Controls are not implemented irrespective of the cost. No top management should sign off on any ISMS proposal that seeks to remove all risk from the business—the business does, after all, exist within a risk framework and, as the only form of existence that is completely risk-free involves already being dead, there is little point in proposing to control every risk.

It is essential any implemented controls are cost-effective. The principle is the cost of implementing and maintaining a control should be no greater than the identified and quantified cost of the impact of the identified threat (or threats). It is not possible to provide total security against every single risk; the trade-off involves providing effective security against most risks.

No organization should invest in information security technology (hardware or software), or implement information security management processes and procedures, without having carried out an appropriate risk assessment that assures them that:

  • The proposed investment (the total cost of the control) is the same as, or less than, the cost of the identified threat’s impact
  • The risk classification, which takes into account its probability, is appropriate for the proposed investment, and
  • The priority of the risk has been considered—i.e., all the risks with higher prioritizations have already been adequately controlled and, therefore, it is now appropriate to invest in controlling this one.

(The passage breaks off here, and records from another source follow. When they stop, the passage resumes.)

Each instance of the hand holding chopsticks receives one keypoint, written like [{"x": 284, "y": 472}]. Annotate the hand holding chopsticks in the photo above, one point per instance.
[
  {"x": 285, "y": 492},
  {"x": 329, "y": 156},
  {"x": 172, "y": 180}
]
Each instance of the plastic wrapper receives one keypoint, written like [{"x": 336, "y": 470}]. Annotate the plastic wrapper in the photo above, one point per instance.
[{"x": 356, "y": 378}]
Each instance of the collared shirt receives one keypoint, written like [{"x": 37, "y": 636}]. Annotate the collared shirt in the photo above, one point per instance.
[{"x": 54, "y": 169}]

If the organization cannot satisfy itself that the proposed investment meets these criteria, it will be wasting both the money and the time required to implement the control, while leaving itself open to more likely risks and, conceivably, with inadequate resources to respond to such risks when they occur. There is, in other words, a risk associated with not carrying out—and maintaining—an adequate risk assessment.

Statement of applicability

The second most important document in your ISMS—after the information security policy statement itself—is your Statement of Applicability (SoA). The SoA is, in essence, a list of all the controls identified in Annex A of ISO/IEC 27001:2013, together with your statement as to whether or not that control is applied in your organization, the justification for its inclusion or exclusion, a statement as to whether or not the control is required, and whether it has actually been implemented or not. The SoA also includes controls selected from other sources, if you have any.

Risk treatment decisions—accept the risk, reject it, transfer it through insurance, or control it, also described as ‘Retain, Avoid, Share, and Modify’—have to be made for each risk on the basis of the organization’s pre-determined risk appetite and within the context of the risk assessment framework. Risk treatment decisions must be justified by the risk assessment (recognize the baseline controls required to meet legal, regulatory, and contractual objectives) and each control should be proportionate to the identified risk.

ISO/IEC 27002 has the status of a Code of Practice and it provides detailed guidance on how to implement each of the 114 controls listed in Annex A of ISO/IEC 27001.

The best detailed guidance that exists on the market today, and which tackles the SoA on a control-by-control basis, is IT Governance – An International Guide to Data Security and ISO27001/ISO27002, Sixth Edition, which was chosen as the Open University’s postgraduate text book precisely because of the quality of its coverage of this core component of the ISMS. Whether you’re using consultants for your project or not, you will find this book indispensable to your ISMS project.1

Risk treatment plan

The next most important document, after the SoA, is the Risk Treatment Plan (RTP). This sets out the steps to take in order to deal with each of the risks you identified in your risk assessment. Those risks you are accepting or rejecting need no further action, other than possibly finding a workaround for those you reject. Those you intend to transfer need to be the subject of negotiations with insurers and/or suppliers. Those you intend to control need action, and your RTP describes those actions: what has to be done, by whom, and by when.